We are happy to announce the release of the first forced alignment model for Luxembourgish, now openly available on GitHub:
👉 https://github.com/PeterGilles/Luxembourgish_in_Montreal_Forced_Aligner
Forced alignment is a key technology in speech and corpus linguistics, allowing researchers to automatically align audio recordings with their transcriptions at the level of utterances, words and phones.
About the model
The Luxembourgish forced aligner was trained on 50 hours of transcribed speech, resulting in a model that can align speech data with a high degree of accuracy. The aligner produces Praat TextGrid files, making it immediately usable for phonetic and linguistic analysis workflows.
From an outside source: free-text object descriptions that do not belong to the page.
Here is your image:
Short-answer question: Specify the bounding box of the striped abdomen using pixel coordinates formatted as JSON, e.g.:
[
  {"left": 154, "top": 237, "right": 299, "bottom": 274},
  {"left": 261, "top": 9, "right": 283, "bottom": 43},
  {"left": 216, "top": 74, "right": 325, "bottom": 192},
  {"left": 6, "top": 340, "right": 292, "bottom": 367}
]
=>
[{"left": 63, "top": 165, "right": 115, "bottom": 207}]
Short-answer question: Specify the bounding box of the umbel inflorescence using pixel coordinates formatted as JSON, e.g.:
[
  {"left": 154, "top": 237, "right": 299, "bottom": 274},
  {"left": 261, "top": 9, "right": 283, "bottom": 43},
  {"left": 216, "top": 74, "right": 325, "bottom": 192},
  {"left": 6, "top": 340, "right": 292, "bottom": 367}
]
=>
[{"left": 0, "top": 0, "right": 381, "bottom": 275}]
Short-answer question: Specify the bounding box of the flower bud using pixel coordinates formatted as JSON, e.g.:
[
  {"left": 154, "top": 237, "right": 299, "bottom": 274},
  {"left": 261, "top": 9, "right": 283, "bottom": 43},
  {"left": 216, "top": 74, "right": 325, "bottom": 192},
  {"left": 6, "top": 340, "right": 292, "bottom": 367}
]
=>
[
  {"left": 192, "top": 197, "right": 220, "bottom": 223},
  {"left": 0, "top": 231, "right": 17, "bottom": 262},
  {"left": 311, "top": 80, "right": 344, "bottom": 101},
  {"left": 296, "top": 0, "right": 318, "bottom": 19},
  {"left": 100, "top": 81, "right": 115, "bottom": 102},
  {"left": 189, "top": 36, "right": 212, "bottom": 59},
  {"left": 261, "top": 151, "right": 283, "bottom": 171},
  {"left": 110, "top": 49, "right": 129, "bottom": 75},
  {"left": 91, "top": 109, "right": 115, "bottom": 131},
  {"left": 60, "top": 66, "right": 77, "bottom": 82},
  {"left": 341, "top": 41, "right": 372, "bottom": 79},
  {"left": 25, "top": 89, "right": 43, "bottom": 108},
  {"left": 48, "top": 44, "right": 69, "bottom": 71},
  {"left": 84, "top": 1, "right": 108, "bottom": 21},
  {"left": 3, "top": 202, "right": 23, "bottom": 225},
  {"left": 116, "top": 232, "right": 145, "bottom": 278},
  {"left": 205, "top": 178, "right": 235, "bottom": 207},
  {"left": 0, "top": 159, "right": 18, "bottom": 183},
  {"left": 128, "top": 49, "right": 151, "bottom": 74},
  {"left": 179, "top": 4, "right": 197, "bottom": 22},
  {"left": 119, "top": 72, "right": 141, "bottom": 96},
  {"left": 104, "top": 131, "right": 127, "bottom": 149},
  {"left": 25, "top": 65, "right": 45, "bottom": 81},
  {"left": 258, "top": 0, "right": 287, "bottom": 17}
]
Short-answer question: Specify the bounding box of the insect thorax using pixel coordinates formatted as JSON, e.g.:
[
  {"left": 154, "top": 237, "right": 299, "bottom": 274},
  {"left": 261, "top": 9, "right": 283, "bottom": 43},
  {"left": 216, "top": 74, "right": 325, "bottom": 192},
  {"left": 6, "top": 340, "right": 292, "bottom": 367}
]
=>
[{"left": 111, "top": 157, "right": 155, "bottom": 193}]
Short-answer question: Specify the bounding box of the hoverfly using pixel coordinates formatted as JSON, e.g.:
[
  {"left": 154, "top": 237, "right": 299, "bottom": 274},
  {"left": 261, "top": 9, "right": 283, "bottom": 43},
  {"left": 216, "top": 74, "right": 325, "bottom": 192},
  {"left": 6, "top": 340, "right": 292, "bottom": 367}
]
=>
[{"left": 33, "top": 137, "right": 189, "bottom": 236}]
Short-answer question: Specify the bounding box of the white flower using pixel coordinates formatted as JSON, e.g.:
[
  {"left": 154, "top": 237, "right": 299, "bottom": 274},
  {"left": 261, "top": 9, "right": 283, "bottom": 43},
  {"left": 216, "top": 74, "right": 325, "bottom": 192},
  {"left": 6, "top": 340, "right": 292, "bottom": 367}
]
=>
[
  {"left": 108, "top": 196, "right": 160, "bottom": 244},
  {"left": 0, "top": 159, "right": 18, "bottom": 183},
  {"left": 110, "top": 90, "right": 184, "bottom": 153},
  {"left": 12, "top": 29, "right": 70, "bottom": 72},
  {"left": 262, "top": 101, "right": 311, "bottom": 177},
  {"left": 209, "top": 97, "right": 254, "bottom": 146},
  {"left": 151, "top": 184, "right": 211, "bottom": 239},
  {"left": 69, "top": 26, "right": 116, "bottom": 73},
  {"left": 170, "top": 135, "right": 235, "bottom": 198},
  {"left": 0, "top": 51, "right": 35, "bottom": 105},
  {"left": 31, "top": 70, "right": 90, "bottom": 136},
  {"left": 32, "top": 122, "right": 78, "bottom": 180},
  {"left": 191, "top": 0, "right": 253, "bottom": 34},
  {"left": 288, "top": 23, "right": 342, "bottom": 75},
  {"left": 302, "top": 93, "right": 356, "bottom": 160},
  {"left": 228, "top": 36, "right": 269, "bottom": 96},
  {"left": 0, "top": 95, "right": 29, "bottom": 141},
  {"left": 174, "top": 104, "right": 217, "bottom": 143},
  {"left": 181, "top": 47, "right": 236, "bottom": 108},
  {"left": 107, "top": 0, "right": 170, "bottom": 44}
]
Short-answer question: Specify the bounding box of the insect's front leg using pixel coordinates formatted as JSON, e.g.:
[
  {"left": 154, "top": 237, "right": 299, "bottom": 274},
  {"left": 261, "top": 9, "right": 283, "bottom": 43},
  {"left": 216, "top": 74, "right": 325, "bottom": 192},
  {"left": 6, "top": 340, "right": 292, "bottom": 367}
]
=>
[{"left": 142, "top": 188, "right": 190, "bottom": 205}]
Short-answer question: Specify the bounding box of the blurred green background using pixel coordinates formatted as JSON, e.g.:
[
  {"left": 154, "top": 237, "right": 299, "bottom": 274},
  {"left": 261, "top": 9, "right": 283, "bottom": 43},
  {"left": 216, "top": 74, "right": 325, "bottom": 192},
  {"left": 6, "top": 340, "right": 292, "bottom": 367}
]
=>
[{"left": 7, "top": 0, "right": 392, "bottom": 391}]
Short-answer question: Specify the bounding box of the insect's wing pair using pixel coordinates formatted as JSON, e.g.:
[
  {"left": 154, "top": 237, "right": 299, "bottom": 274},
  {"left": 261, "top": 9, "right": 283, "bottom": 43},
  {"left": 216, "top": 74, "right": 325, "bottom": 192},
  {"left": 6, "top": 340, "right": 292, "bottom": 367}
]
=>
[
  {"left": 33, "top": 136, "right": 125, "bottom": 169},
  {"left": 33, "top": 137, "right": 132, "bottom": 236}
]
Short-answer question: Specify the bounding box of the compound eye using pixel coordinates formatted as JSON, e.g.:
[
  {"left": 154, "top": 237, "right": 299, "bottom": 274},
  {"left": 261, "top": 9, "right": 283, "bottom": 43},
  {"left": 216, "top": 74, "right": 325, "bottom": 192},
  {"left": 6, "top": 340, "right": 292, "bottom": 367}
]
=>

This aligner will significantly facilitate linguistic research on Luxembourgish, as it enables researchers to process and align large amounts of audio data efficiently and reliably—a task that would otherwise require extensive manual annotation.
Integration with LuxASR
The aligner is designed to work seamlessly with existing tools: its input can be generated directly from the text output of our automatic speech recognition system, LuxASR. This makes it possible to move from raw audio to aligned linguistic data in a streamlined pipeline.
By making this tool publicly available, we hope to support ongoing and future research on Luxembourgish and encourage further development of language technologies for under-resourced languages.